By installing heating that can reach this temperature on the coldest days of the year, we should then be able to keep warm all year round.
In New Zealand there have been changes to the Healthy Homes Standards. These were updated in 2022. Read more here
They include changes to the heating, ventilation, and moisture ingress as well as drainage standards.
These changes apply to properties with a healthy homes compliance deadline on or after 12 May 2022.
There are also changes to the heating standard generally to enable smaller heating devices to be installed in certain types of properties, to better reflect how they retain heat.
The heating assessment tool has been updated to include these changes.
All other types of rental properties continue to use the original formula.
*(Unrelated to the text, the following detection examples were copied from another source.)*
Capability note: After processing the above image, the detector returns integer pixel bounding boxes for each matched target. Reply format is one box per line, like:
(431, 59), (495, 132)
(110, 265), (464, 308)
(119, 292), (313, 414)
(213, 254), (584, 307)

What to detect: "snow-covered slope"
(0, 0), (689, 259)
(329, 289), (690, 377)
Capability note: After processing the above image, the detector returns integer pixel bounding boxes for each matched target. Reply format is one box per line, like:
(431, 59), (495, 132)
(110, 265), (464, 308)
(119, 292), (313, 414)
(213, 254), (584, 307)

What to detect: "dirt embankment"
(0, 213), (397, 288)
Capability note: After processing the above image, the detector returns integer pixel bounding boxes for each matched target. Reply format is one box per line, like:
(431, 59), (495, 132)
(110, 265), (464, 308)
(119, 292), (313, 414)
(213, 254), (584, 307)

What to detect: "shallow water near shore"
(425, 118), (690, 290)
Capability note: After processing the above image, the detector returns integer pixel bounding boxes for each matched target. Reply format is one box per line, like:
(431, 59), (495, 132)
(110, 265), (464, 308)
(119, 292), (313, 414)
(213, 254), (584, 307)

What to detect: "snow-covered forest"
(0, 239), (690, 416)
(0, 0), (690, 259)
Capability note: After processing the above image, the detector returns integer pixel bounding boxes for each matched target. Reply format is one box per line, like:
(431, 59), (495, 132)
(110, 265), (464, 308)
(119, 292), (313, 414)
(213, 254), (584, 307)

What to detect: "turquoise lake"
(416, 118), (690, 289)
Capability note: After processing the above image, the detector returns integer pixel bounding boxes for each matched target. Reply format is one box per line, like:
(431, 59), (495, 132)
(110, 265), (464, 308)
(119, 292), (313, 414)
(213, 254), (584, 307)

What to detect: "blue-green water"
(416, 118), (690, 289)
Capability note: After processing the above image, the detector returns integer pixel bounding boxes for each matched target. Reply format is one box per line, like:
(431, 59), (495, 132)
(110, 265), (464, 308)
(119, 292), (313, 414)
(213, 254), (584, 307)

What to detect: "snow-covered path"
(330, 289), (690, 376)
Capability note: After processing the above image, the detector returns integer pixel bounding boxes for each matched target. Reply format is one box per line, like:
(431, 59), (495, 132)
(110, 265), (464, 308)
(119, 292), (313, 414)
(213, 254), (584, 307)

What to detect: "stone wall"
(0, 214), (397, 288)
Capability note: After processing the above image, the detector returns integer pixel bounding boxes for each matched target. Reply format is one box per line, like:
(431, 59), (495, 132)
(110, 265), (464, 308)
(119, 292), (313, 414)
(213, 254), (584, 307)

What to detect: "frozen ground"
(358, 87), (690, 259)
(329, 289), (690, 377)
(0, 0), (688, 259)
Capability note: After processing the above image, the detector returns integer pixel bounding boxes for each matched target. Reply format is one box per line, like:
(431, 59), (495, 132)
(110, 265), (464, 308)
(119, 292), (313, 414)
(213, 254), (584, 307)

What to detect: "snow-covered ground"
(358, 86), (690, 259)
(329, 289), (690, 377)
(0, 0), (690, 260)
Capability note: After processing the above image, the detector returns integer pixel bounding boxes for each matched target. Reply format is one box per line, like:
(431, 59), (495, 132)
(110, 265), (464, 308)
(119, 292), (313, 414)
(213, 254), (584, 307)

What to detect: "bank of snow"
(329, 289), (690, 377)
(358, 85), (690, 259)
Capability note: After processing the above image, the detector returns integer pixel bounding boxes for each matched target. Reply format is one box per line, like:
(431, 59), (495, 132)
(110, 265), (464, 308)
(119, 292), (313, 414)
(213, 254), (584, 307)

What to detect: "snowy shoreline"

Landlords of all properties will be able to use the heating assessment tool to calculate their heating requirements.
Find out more about updating the heating standard information in the compliance statement
Ventilation Standards in bathrooms and kitchens
The ventilation standard now allows properties with certain continuous mechanical ventilation in kitchens and bathrooms to meet the ventilation standard.
If your home was built with a continuous mechanical ventilation system, to meet the standard it must:
- be designed to vent extracted air continuously from residential property to the outdoors, and for a kitchen or bathroom, extracts the air directly from the room, and
- have been installed in the property or a tenancy building that first received building consent on or after 1 November 2019 and was part of that original building consent, and continues to meet the requirements of the building consent.
Alternatively, if your home has been renovated and now includes a continuous mechanical ventilation system, to meet the standard, the system must:
- be designed to provide ventilation for multiple rooms and to continuously vent extracted air to the outdoors, and
- extract air directly out of the kitchen and bathroom, with an exhaust capacity of at least 12 ℓ/s in the kitchen and 10 ℓ/s in the bathroom. The actual flow rate may be varied (manually or automatically), in response to the demand for ventilation.
Recirculating systems (products like HRV and DVS systems), or fans that do not extract to the outdoors are not suitable to meet the ventilation standard.
For more information about the Healthy Homes Standards in New Zealand read more here
Healthy homes should be important to us all.
After all, our children deserve the best that we can provide for them in the uncertain world of pandemics and climate change.